THC:  Besides Prof Ransome and Prof Seah, who are your other role models whom you looked up to?

CJS: I am an admirer of Paul Wood. I think there are too many to mention, but I should mention the late Dr Tow Siang Hwa. He was a most entertaining teacher in O&G.

THC: How was your experience as a medicine trainee in Australia, and was their healthcare system then different from ours?

CJS: They were definitely different when I was there as a trainee – a houseman there has to clerk only five cases a day, instead of 20 or 30 cases.

THC: I've always wondered, as an examiner for the MMed and MRCP, were you considered a “hawk” or a “dove”?

CJS: A dove, I was considered a dove. 

THC: Do you think a hospital administrator needs to be a doctor?

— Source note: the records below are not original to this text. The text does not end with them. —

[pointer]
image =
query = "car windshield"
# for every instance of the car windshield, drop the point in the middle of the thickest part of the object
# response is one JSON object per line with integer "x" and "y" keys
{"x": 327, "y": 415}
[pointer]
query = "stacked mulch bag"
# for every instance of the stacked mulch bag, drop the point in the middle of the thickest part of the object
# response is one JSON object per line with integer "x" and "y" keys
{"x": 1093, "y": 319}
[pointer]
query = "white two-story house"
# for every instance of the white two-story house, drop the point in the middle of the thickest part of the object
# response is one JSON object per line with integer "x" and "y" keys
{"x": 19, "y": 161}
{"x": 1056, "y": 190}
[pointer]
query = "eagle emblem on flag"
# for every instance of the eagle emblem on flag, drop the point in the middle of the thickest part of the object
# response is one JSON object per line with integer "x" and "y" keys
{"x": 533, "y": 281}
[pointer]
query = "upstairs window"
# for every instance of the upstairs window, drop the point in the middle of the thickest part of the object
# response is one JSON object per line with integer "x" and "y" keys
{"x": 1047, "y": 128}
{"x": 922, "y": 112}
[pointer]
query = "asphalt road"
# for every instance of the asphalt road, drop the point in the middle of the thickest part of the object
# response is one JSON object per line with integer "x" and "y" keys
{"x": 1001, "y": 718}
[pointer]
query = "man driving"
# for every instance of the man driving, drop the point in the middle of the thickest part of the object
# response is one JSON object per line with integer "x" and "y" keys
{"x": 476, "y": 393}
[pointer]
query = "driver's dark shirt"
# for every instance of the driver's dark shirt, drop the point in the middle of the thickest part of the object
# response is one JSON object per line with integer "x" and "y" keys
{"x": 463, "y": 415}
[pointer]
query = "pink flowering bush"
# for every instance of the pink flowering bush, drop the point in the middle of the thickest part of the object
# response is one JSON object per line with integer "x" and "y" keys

CJS: No, I don’t think so. Because the role of the administrator or the CEO of a hospital is to administer the hospital, and not dwell on the details. He/she can pick up on the workings and culture of medicine separately. Nowadays a lot of the CEOs of hospitals are not doctors. 

THC: Have you ever thought about going into private practice?

CJS: I have, many a time. The reason I didn't go into private practice was because I didn’t have a family to support, and so I didn’t feel the financial pressure as much. What I earned was enough. 

Of stamps, Peranakan porcelain and peacocks

THC: Would you call collecting stamps and Peranakan porcelain a happy parallel of your medical life?

CJS: Outside medicine, my passion is collecting stamps and postal history (especially of the Japanese Occupation of Malaya). I also collected Peranakan porcelain. I have donated my best pieces to the Peranakan Museum of Singapore. I find that collecting helps distract you from your work, and you don't become stressed out. I specialise in the Japanese Occupation stamps, so I know that period much better than the other periods.

THC: Are there any books that have stayed with you or have influenced your life?

CJS: I would say that the biography that influenced my life is perhaps the biography of Wu Lien-teh, the famous plague fighter. He was from Penang Free School. The younger generation may not know, but Wu Lien-teh is the only Chinese person who has been nominated for the Nobel Prize in medicine. And he would have won it if he were not Chinese. He is, in my opinion, the greatest doctor of his generation.

THC: Many have told me: “Prof Cheah is a world leader in stamps, in vases, in bowls.” Was that a hobby from childhood? How did you source for all these stamps and collectibles?

CJS: No, not from childhood. Soon after I become an MO, I got interested in collecting stamps and Peranakan porcelain. Most of the collection was done through auction. You could bid through postal bids.

I have also published six books on the picture postcards of Singapore, Malaya, Penang, Perak, Selangor and Johore. They are:

  1. Singapore: 500 Early Postcards
  2. Malaya: 500 Early Postcards
  3. Penang: 500 Early Postcards
  4. Perak: 300 Early Postcards (Postcard Series)
  5. Selangor: 300 Early Postcards
  6. Johor: 300 Early Postcards

THC: Which restaurant in Singapore would you go to for authentic Penang food?

CJS: Penang Place in Fusionopolis is quite good. The secret to good Penang char kway teow is that they put a lot of lard [chortles]. 

THC: Are you a durian lover? Are there any health benefits to durians?

CJS: Yes, I enjoy durians, but there are a lot of dis-benefits [laughs].

THC: Do you go out often still, or do you stay mostly at home?

CJS: I try to go out at least twice a week. I like to go to the parks. The nearest one I go to is Labrador Park, because there are peacocks there that I like to see every now and then. It's so rare to see a peacock.

THC: Does the peacock respond when it sees you?

CJS: I won't dare to go that near it. They were reported to be quite aggressive. I read about a small child that was bitten by a local peacock.

THC: Prof Cheah, thank you for taking the time to share your life with SMA News.


Note

  1. A/Prof Loong Si Chin has passed away on 15 May 2022, after this interview was conducted.